TORTOLA, British Virgin Islands. Orca Exploration Group Inc (“Orca” or the “Company”) announces that it is proceeding with its previously announced rights offering to shareholders of Orca (the “Rights Offering”).  Pursuant to the Rights Offering: 

  • each holder of a Class B Subordinated Voting share (“Class B Share”) on September 2, 2010 (the “Record Date”) will receive one right (“Right”) for each Class B Share held and six Rights will entitle the holder to subscribe for one Class B Share at a price of Cdn$3.90; and
  • each holder of a Class A Common share (“Class A Share”) on the Record Date will receive one Right for each Class A Share held and six Rights will entitle the holder to subscribe for one Class B Share at a price of Cdn$3.90.

Details of the Rights Offering are described in the Rights Offering Circular to be mailed to shareholders in connection with the Rights Offering (the “Rights Offering Circular”). 

Based on the number of issued and outstanding Class B Shares and Class A Shares as of the date hereof, pursuant to the Rights Offering, approximately 4,955,687 Class B Shares may be issued which represents approximately 17% of the currently issued and outstanding Class B Shares.

The record date for the Rights Offering has been set at the close of business on September 2, 2010.  The Rights will expire at 4:00 p.m. (Toronto time) on October 5, 2010. Orca has received conditional approval for listing of the Rights and the Class B Shares to be issued upon exercise of the Rights on the TSX Venture Exchange (the “TSXV”).  Completion of the Rights Offering is subject to receiving all necessary regulatory and TSXV approvals.  For full details of the Rights Offering please see the Rights Offering Circular which is available on SEDAR at www.sedar.com.
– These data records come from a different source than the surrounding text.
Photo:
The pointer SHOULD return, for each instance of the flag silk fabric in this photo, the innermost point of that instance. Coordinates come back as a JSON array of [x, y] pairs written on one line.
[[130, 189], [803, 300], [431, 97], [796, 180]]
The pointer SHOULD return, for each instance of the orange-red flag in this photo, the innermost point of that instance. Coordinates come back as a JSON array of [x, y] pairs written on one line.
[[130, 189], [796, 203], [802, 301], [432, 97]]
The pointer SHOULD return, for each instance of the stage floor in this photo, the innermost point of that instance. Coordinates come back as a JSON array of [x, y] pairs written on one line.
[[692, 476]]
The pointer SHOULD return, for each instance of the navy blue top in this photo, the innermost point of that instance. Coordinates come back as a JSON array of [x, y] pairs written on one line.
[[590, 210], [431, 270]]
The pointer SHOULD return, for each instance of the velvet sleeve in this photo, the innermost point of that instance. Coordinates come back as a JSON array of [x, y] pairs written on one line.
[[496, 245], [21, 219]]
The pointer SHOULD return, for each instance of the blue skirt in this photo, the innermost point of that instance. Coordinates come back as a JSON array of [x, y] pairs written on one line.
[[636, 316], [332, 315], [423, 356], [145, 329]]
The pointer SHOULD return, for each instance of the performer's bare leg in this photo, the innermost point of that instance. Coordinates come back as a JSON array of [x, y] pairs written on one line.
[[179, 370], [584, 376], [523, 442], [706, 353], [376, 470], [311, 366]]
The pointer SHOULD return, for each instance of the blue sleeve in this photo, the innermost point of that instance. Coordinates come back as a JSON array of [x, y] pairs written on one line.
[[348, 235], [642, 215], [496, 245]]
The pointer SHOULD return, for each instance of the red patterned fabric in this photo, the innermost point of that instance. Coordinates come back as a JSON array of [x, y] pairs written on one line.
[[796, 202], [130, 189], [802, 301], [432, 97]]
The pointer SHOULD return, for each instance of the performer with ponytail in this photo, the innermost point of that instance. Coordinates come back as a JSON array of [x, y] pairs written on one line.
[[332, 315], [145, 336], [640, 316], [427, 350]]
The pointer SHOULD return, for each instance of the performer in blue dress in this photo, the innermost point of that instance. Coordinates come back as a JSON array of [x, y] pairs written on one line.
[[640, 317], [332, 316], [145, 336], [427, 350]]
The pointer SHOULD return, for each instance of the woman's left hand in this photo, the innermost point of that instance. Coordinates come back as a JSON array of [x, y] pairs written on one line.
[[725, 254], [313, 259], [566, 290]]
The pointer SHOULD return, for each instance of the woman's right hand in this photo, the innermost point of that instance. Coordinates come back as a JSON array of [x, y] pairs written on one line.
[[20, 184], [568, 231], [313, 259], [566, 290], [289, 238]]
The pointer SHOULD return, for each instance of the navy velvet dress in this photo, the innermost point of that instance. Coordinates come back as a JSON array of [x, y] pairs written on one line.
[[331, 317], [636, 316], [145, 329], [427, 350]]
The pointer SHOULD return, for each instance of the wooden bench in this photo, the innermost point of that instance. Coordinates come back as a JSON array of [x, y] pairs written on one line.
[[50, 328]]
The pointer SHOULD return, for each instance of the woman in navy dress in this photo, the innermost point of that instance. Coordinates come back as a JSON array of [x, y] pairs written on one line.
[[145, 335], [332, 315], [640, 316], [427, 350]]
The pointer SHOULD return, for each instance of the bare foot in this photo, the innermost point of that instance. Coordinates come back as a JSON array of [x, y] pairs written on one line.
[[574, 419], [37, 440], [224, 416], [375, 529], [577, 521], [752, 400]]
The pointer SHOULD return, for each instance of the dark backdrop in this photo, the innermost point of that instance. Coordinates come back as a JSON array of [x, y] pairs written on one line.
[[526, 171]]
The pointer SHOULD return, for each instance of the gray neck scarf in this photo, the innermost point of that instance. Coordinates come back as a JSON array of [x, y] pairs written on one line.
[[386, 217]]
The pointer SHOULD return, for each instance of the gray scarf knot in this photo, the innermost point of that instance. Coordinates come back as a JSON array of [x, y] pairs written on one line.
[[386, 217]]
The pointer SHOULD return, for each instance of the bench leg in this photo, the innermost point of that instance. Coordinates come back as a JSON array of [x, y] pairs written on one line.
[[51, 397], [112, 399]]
If all of the Rights are exercised, Orca will receive gross proceeds of $19,327,179 and net proceeds of approximately $18,727,179 after deducting expenses of the Rights Offering. The completion of the Rights Offering is not conditional upon Orca receiving any minimum amount of subscriptions from shareholders. 

The funds will be primarily used to drill the Songo Songo West exploration prospect in Tanzania in the latter half of 2011 as well as to drill Elsa-2 appraisal well in Italy once the new environmental code is fully understood. In addition, some of the funds will be allocated to the development of energy infrastructure in East Africa through the newly formed division of Orca, EastCoast Transmission and Marketing.

Haywood Securities is acting as Soliciting Agent and Haywood Securities and GMP Securities are acting as Joint Advisers to the Company in relation to the rights issue.

Orca is an international public company engaged in natural gas exploration, development and supply in Tanzania, oil exploration in Italy and the acquisition of an additional new oil exploration opportunity in another proven hydrocarbon basin. Orca trades on the TSXV under the trading symbols ORC.B and ORC.A. For further information please contact:

W. David Lyons, Chairman and CEO
+44-7717-100-200
wdlyons@orcaenergygroup.com
Nigel A. Friend, CFO
+255 (0)22 2138737
wdlyons@orcaenergygroup.com

Note Regarding Forward Looking Statements

This document contains forward-looking statements. More particularly, this document contains statements concerning the proceeds to be realized from the Rights Offering and the use of proceeds therefrom.

Although Orca believes that the expectations and assumptions on which the forward-looking statements are based are reasonable, undue reliance should not be placed on the forward-looking statements because Orca can give no assurance that they will prove to be correct. Since forward-looking statements address future events and conditions, by their very nature they involve inherent risks and uncertainties. Actual results could differ materially from those currently anticipated due to a number of factors and risks. These include, but are not limited to, risks that required regulatory and third party approvals and consents are not obtained on terms satisfactory to the parties or the board of directors of Orca determines that it would be in the best interests of Orca to deploy the proceeds for some other purpose.

The forward-looking statements contained in this press release are made as of the date hereof and Orca undertakes no obligation to update publicly or revise any forward-looking statements or information, whether as a result of new information, future events or otherwise, unless so required by applicable securities laws.

Neither the TSX Venture Exchange nor its Regulation Services Provider (as that term is defined in the policies of the TSX Venture Exchange) accepts responsibility for the adequacy or accuracy of this release.
Not for dissemination or distribution in the United States or to United States news wire services.